All of this violent second coming stuff comes down to this: Nice try God. Jesus was nice and all. Lovely really. But those damn Romans are still here, so send him back to do it our way this time. Cure him of his naive belief in nonviolence and send him back to smite the Romans the way we want them smitten, with massive violence.
And all of that adds up to what Crossan so aptly calls a denial of the first coming. Early Christians viewed the longed for second coming as essentially the opposite of the first coming. No baby born and laid in a manger. No teaching of nonviolence. No love your enemy. No turn the other cheek. Never mind inner personal transformation. What we want is outer world transformation, and we want it done fast. So, God, use violence to do it please. Belief in a second coming of Jesus Christ advocated the opposite from what Jesus advocated. It was, and is, indeed the great denial of the first coming.

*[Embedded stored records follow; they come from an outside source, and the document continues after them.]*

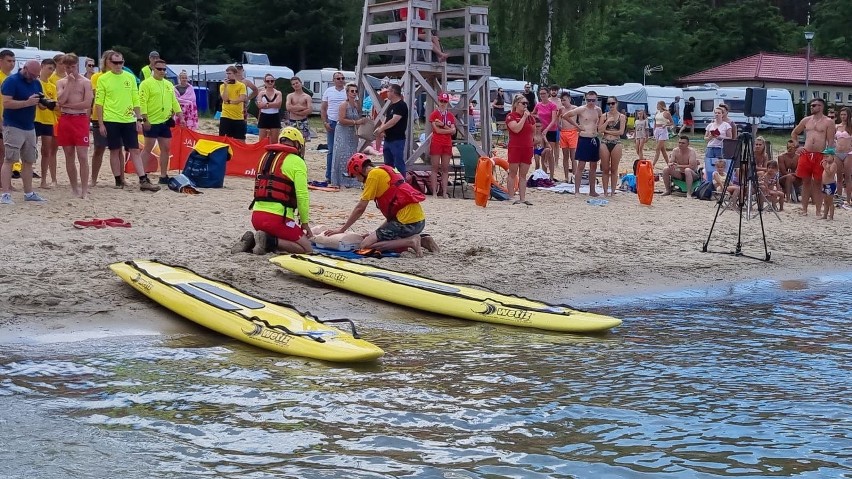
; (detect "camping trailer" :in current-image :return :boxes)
[644,85,684,124]
[681,85,795,130]
[4,47,90,74]
[295,68,357,114]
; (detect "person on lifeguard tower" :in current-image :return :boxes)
[232,126,313,254]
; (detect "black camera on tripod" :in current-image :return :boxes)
[36,93,57,109]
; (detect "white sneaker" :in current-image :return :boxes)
[0,193,13,205]
[24,192,46,202]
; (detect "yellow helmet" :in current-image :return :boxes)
[278,127,305,147]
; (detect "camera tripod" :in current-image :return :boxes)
[702,130,772,262]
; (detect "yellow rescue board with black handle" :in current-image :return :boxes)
[110,260,384,362]
[270,254,622,333]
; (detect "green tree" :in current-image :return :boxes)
[491,0,607,85]
[812,0,852,58]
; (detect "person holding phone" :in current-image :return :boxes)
[704,107,732,182]
[219,66,247,141]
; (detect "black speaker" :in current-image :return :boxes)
[744,87,767,117]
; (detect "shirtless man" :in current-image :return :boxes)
[563,90,602,196]
[791,98,835,216]
[56,53,93,198]
[661,136,700,197]
[285,76,313,142]
[777,139,800,202]
[559,92,579,182]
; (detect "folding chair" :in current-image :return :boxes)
[452,143,479,199]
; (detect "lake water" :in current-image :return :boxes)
[0,274,850,478]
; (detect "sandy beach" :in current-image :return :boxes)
[1,119,850,338]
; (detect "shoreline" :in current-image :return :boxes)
[1,120,851,345]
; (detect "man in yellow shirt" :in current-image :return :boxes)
[139,58,182,184]
[88,49,113,186]
[93,50,160,191]
[324,154,438,257]
[35,58,59,188]
[218,65,247,141]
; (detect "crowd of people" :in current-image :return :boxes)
[0,48,208,203]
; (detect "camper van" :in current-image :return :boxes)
[295,68,357,114]
[681,85,795,130]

In this Advent season as I write this essay we are preparing to celebrate that first coming. We talk about our anticipated joy at the birth of the Christ child. We say we are preparing to celebrate the birth of the Prince of Peace. We say we are preparing to revel in the love of God revealed in baby Jesus. We say all that, then some of us still say to him come a second time and do it our way.
That is not what God calls us to do. Maybe Jesus will come again some day. We can’t know for sure that he won’t; but it’s been nearly two thousand years since he left the first time, and he hasn’t come back yet. We can’t really know if he ever will come back, but we do know that he came once. He came as a Jewish man living under the Roman Empire. He came bringing a new way of understanding who God is and what God wants from us. The Romans killed him, but his followers experienced him as still present with them. He taught love. He taught nonviolence. He taught care for people in need, compassion and help for the least and lost. He taught that the way you free yourself from imperial oppression is to start by transforming your inner self from living the ways of empire to living the ways of God. We don’t know if he’ll ever come again, but we know those things about him.
So let me ask: If God simply wanted us to sit around waiting for Jesus to come again why did Jesus bother teaching us about God and revealing God to us the way he did? Christians have been so good at ignoring his teaching. We ignore it when we say that all he was about was believing in him so our souls will go to heaven when we die. We ignore him too when we say we needn’t be concerned about this world because he’s going to come back and change it (or maybe end it). Why would God have sent Jesus with all his teaching about and demonstrating a new understanding of God (albeit one solidly grounded in Jewish tradition) if God didn’t want us listening to him and then striving to live as he called us to live? I sure can’t think of any reason why God would do that.
So let’s be done with this nonsense about a second coming. Let’s be done with demanding that God come and clean up the world our way. Let’s realize that God has already shown us in Christ Jesus how God wants to clean up the world, by cleaning up human hearts and minds one person at a time. Then let’s get on with living into Christ’s first coming instead of sitting around fretting about some supposed second coming. If we will do that we’ll finally be following Jesus the way God wants us to follow Jesus; and if we can do that we may actually transform the world.